As I have stated in prior reviews (here, here), I like time travel films quite a bit. And, as I said, I really like time travel movies where shit fucks up...bad. Today’s film is the first film that I think of when I think “bad time travel”. Today’s film is The Butterfly Effect.
As you can guess by the title of the film, The Butterfly Effect uses a more chaos theory based mechanic for its take on time travel, and, much like that turn of phrase, it does not shy away from negative consequences. In fact, I can’t think of a single positive consequence to any of the time travel. In fact, just think of this as the anti Quantum Leap – instead of putting right what once went wrong, the wrong is just made even wronger for everyone involved.
Ashton Kutcher (I know, stick with me, dude is actually good – damn good, in fact) plays Evan Treborn, who finds out that he can travel back into past moments of his life to try and change them. Unfortunately, every time he tries to change an aspect of his quite fucked up childhood (or that of his girlfriend, Kaylee – Aimee Smart) not only does he end up fucking up the present for all involved, but ends up doubling, tripling and quadrupling the memories stored within his brain – causing himself physical and psychological harm. Eventually, he realises that he is the cause for all the badness in both he and Kaylee’s lives, and that’s when the cinematic and director’s cuts differ. So Evan travels back in time to the day he and Kaylee first meet as children, then acts like a complete jerk to her, putting paid to their friendship before it begins, putting them both on different life paths. Accidentally crossing paths in NYC, they have a slight spark of recognition, and then the film ends. So Evan travels back in time to when he was still in the womb, and chokes himself to death with his umbilical cord, thus making sure Kaylee and his friends can never meet him at all.

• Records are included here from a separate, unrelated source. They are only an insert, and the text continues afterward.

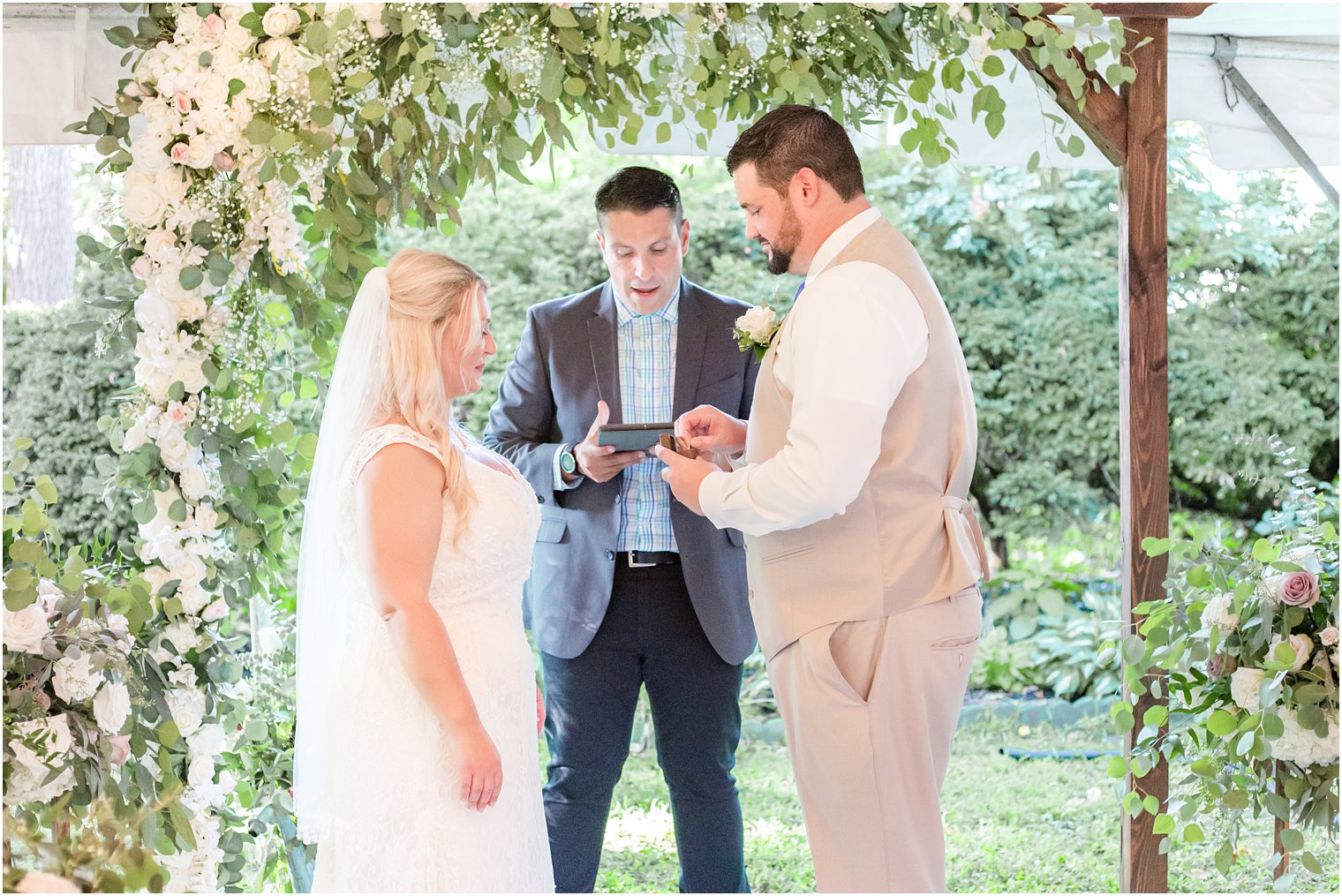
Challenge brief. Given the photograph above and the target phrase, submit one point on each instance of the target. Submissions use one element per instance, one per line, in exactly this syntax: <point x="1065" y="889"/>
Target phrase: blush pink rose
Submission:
<point x="214" y="27"/>
<point x="120" y="749"/>
<point x="1301" y="589"/>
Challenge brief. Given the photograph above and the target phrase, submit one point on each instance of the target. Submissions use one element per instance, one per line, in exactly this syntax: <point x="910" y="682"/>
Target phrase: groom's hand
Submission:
<point x="603" y="463"/>
<point x="684" y="477"/>
<point x="710" y="429"/>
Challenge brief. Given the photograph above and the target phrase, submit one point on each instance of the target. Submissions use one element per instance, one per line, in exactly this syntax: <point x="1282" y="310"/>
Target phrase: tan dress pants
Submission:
<point x="870" y="710"/>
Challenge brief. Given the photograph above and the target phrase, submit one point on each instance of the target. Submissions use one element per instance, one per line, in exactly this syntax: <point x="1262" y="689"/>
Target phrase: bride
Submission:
<point x="416" y="764"/>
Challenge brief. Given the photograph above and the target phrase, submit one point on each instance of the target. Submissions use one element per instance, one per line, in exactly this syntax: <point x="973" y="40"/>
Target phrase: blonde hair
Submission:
<point x="428" y="296"/>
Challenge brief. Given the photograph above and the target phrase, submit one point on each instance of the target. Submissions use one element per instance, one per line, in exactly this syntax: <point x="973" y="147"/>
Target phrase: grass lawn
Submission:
<point x="1040" y="825"/>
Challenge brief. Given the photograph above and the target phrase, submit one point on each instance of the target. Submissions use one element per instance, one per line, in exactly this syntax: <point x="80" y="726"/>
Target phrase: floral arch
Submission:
<point x="262" y="147"/>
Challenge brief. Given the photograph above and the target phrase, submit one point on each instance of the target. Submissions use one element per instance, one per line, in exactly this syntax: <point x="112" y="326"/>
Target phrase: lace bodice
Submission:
<point x="483" y="568"/>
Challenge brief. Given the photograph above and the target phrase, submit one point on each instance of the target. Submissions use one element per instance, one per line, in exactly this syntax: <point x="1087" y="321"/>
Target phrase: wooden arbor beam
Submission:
<point x="1143" y="399"/>
<point x="1138" y="10"/>
<point x="1102" y="114"/>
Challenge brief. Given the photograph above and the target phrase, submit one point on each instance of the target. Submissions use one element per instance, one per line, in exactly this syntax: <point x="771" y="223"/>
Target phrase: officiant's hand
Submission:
<point x="710" y="429"/>
<point x="603" y="463"/>
<point x="684" y="477"/>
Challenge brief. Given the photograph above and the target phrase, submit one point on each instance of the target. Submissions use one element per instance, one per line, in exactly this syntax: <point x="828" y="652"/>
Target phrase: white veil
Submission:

As you may have guessed, this is one incredibly dark, some would even say depressing film. It really has it all – psychological screw ups, drug addiction, incest, beatings, rape, prostitution, prison; to the point where some people could say, with good point, that the writer and director intentionally tried to cross that bleakness line. And yes, I will admit, there are a couple of points that cross from dark to ludicrous. But ultimately, it manages to stay on the “damn, that is some fucked up shit” side of things. Thankfully due to the actors involved; like I said, it’s really Ashton Kutcher’s high point as an actor, having never been as good before or since; but Aimee Sweet is always a good watch (she’ll never be in line for an Oscar, but she’s always a welcome addition to any cast). The rest of the cast is also great, Melora Walters and Callum Keith Rennie put in small but darn good performances as Evan’s folks and the keys to his power, Eric Stoltz as Kaylee’s father has never been slimier (and I would go so far as to call him one of the best slimeballs in movies). However, the surprise performance of the film goes to Jessie James, who plays Kaylee’s brother in their teen years – he is just plain frightening.
If you can let some jumps in psychology, genetic makeup and time travel rules slide, you’ll get a pretty decent watch. Just stay away from the sequels, which are just plain bad.